[TRUMP, LIKE HIS PREDECESSORS, KEEPS ALL OF THE UNCONSTITUTIONAL WAR AND EMERGENCY POWERS FOR THE EXECUTIVE BRANCH AND ITS MORE THAN 600 AGENCIES]
by Robbert Donachie, washingtonexaminer.com
President Trump is renewing a post-9/11 emergency proclamation that gives him broad powers to mobilize the military, hire and fire military officials, and work around limits on the number of generals that can serve.
For the second time during his presidency, Trump announced Monday his administration is renewing the post-9/11 emergency proclamation. Trump is the third [14th] president to renew the proclamation.
“Because the terrorist threat continues, the national emergency declared on September 14, 2001, and the powers and authorities adopted to deal with that emergency must continue in effect beyond September 14, 2018,” Trump said in a notice to be sent to Congress.
The proclamation grants the president, in addition to the aforementioned powers, the ability to call up the national guard and deploy troops overseas.
Former President George W. Bush signed Proclamation 7643 in 2001, days after terrorists crashed planes into the World Trade Center, the Pentagon, and a field in Pennsylvania.
The National Emergencies Act requires that the president renew the emergency at the end of each year or at the date the proclamation lapses. Congress is also supposed to review the state of the emergencies every six months, but it, notably, never has.
In 1973 a senate committee reviewed the war and emergency powers the office of the President had claimed since 1933. They released Senate Report 93-549. Here are excerpts from that report:
Since March 9, 1933, the United States has been in a state of declared national emergency.
These proclamations give force to 470 provisions of Federal law. These hundreds of statutes delegate to the President extraordinary powers, ordinarily exercised by the Congress, which affect the lives of American citizens in a host of all-encompassing manners. This vast range of powers, taken together, confer enough authority to rule the country without reference to normal Constitutional processes.

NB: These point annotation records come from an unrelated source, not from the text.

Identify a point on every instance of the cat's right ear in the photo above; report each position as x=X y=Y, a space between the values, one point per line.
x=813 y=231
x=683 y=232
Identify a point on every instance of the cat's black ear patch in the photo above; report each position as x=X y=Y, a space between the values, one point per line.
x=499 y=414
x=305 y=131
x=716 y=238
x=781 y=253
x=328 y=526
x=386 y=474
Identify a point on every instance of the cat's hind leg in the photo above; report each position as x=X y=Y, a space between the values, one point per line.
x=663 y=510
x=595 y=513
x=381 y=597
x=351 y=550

Under the powers delegated by these statutes, the President may:
seize property; organize and control the means of production; seize commodities; assign military forces abroad; institute martial law; seize and control all transportation and communication; regulate the operation of private enterprise; restrict travel; and, in a plethora of particular ways, control the lives of all American citizens.